Die vaagheid van de taalwetgeving heeft dus een averechts effect?
'Ja dat denk ik wel. Je hebt enerzijds de onderwijstaalwet, die zegt dat Nederlands de onderwijstaal is, en anderzijds de bestuurstaalwetgeving, die regelt welke taal schoolbesturen en leerkrachten voor communicatie met ouders en de schoolgemeenschap moeten gebruiken. Dat is behalve een aantal uitzonderingen, altijd het Nederlands. Maar die wetgeving is eigenlijk gemaakt voor openbare en gemeentebesturen en is niet aangepast aan de context van het onderwijs.'
[...]
Zou het in die optiek een oplossing zijn om een aparte taalwetgeving te maken voor scholen?
‘Wat die bestuurstaalwetgeving betreft, lijkt me dat op zich een goed idee: dat je als wetgever of decreetgever nadenkt over wat je noodzakelijk acht om te garanderen dat Nederlands de belangrijkste taal blijft. Want dat stel ik op zich ook niet in vraag, onze grondwet legt het ook op.’
‘Nu, de bestuurstaalwetgeving is duidelijk niet aangepast aan de situatie van het onderwijs. We willen namelijk ook dat ouders betrokken kunnen zijn bij de school, dat wordt ook op het Vlaamse beleidsniveau constant herhaald. Willen we dan dat onze leerkrachten effectief vasthouden aan het Nederlands, waardoor ouders minder betrokken kunnen zijn? Of zetten we ouderbetrokkenheid op de eerste plaats en geven we scholen wat meer vrijheid om andere talen dan het Nederlands te gebruiken als het nodig is? Ik denk dan bijvoorbeeld aan het Engels.’
[...]
En dat kan je niet integreren in de bestuurstaalwet?

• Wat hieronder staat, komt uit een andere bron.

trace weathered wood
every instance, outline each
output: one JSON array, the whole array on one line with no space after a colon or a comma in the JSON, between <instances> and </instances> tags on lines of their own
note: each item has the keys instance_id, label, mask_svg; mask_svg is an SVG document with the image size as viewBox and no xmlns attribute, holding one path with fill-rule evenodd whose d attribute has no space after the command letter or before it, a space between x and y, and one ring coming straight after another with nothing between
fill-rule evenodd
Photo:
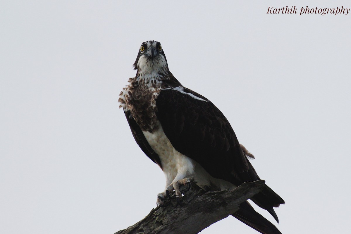
<instances>
[{"instance_id":1,"label":"weathered wood","mask_svg":"<svg viewBox=\"0 0 351 234\"><path fill-rule=\"evenodd\" d=\"M165 207L156 207L143 220L115 234L195 234L234 213L240 203L263 188L262 180L246 182L231 191L185 192L177 205L173 199Z\"/></svg>"}]
</instances>

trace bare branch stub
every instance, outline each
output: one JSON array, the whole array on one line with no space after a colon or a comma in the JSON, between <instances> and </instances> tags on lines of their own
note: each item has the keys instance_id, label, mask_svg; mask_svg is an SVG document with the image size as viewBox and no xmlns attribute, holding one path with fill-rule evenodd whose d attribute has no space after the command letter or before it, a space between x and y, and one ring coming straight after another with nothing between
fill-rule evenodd
<instances>
[{"instance_id":1,"label":"bare branch stub","mask_svg":"<svg viewBox=\"0 0 351 234\"><path fill-rule=\"evenodd\" d=\"M143 220L115 234L196 234L235 212L239 205L260 191L264 180L246 182L231 191L204 193L192 189L184 192L181 206L172 199L165 207L156 207Z\"/></svg>"}]
</instances>

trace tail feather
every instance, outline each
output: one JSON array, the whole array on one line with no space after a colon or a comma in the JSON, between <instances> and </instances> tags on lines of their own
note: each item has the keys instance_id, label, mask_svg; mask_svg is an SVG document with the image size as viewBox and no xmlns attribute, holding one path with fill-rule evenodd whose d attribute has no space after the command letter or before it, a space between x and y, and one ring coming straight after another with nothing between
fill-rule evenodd
<instances>
[{"instance_id":1,"label":"tail feather","mask_svg":"<svg viewBox=\"0 0 351 234\"><path fill-rule=\"evenodd\" d=\"M267 210L277 222L279 223L278 216L273 207L277 207L280 204L284 204L285 202L272 189L265 185L262 190L254 196L251 200L258 206Z\"/></svg>"},{"instance_id":2,"label":"tail feather","mask_svg":"<svg viewBox=\"0 0 351 234\"><path fill-rule=\"evenodd\" d=\"M282 234L274 225L256 212L247 202L240 204L240 209L232 215L263 234Z\"/></svg>"}]
</instances>

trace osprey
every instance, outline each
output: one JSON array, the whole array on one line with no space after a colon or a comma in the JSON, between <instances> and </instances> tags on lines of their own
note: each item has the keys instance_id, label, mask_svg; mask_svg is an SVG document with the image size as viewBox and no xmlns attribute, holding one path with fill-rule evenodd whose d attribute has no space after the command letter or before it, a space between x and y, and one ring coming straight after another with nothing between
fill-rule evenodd
<instances>
[{"instance_id":1,"label":"osprey","mask_svg":"<svg viewBox=\"0 0 351 234\"><path fill-rule=\"evenodd\" d=\"M230 124L208 99L184 87L168 68L160 42L143 42L134 64L135 77L118 100L134 139L166 176L158 206L194 177L204 190L232 189L259 180L248 160L254 158L239 143ZM251 200L277 221L273 209L284 201L267 185ZM232 215L262 233L280 233L247 202Z\"/></svg>"}]
</instances>

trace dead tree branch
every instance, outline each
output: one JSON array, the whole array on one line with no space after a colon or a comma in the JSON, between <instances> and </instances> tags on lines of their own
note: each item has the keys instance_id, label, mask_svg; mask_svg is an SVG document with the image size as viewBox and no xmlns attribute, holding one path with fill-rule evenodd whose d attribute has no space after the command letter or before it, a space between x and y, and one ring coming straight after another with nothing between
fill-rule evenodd
<instances>
[{"instance_id":1,"label":"dead tree branch","mask_svg":"<svg viewBox=\"0 0 351 234\"><path fill-rule=\"evenodd\" d=\"M165 207L153 209L144 219L115 234L195 234L234 213L239 205L260 191L264 180L246 182L231 190L191 190L182 198L181 206L173 199Z\"/></svg>"}]
</instances>

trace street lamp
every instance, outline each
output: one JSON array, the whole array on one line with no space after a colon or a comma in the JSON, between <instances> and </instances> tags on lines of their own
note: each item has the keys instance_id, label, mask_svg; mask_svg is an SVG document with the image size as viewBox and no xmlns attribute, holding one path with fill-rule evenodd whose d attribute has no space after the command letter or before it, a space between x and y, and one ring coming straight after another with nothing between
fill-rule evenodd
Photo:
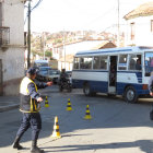
<instances>
[{"instance_id":1,"label":"street lamp","mask_svg":"<svg viewBox=\"0 0 153 153\"><path fill-rule=\"evenodd\" d=\"M28 0L28 22L27 22L27 68L31 67L31 1Z\"/></svg>"}]
</instances>

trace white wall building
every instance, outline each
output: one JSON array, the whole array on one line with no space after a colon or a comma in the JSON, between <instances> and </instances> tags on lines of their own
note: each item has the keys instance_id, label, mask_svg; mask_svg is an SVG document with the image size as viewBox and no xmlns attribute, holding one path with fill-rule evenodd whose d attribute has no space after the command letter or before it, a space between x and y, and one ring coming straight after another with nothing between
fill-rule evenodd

‘Dat zou je in principe kunnen, maar die wet is op zich al een kluwen, een stuk wetgeving waarvan maar een handvol mensen begrijpt hoe ze moet worden toegepast. Dat zou daar een deel van kunnen uitmaken, en natuurlijk zou het handig zijn dat de principes overeenkomen met die uit de onderwijstaalwetgeving, maar tegelijkertijd denk ik dat je andere uitzonderingen moet voorzien gelet op die specifieke context van het onderwijs.’
[...]
Is zo’n aanpassing van de taalwetgeving realistisch?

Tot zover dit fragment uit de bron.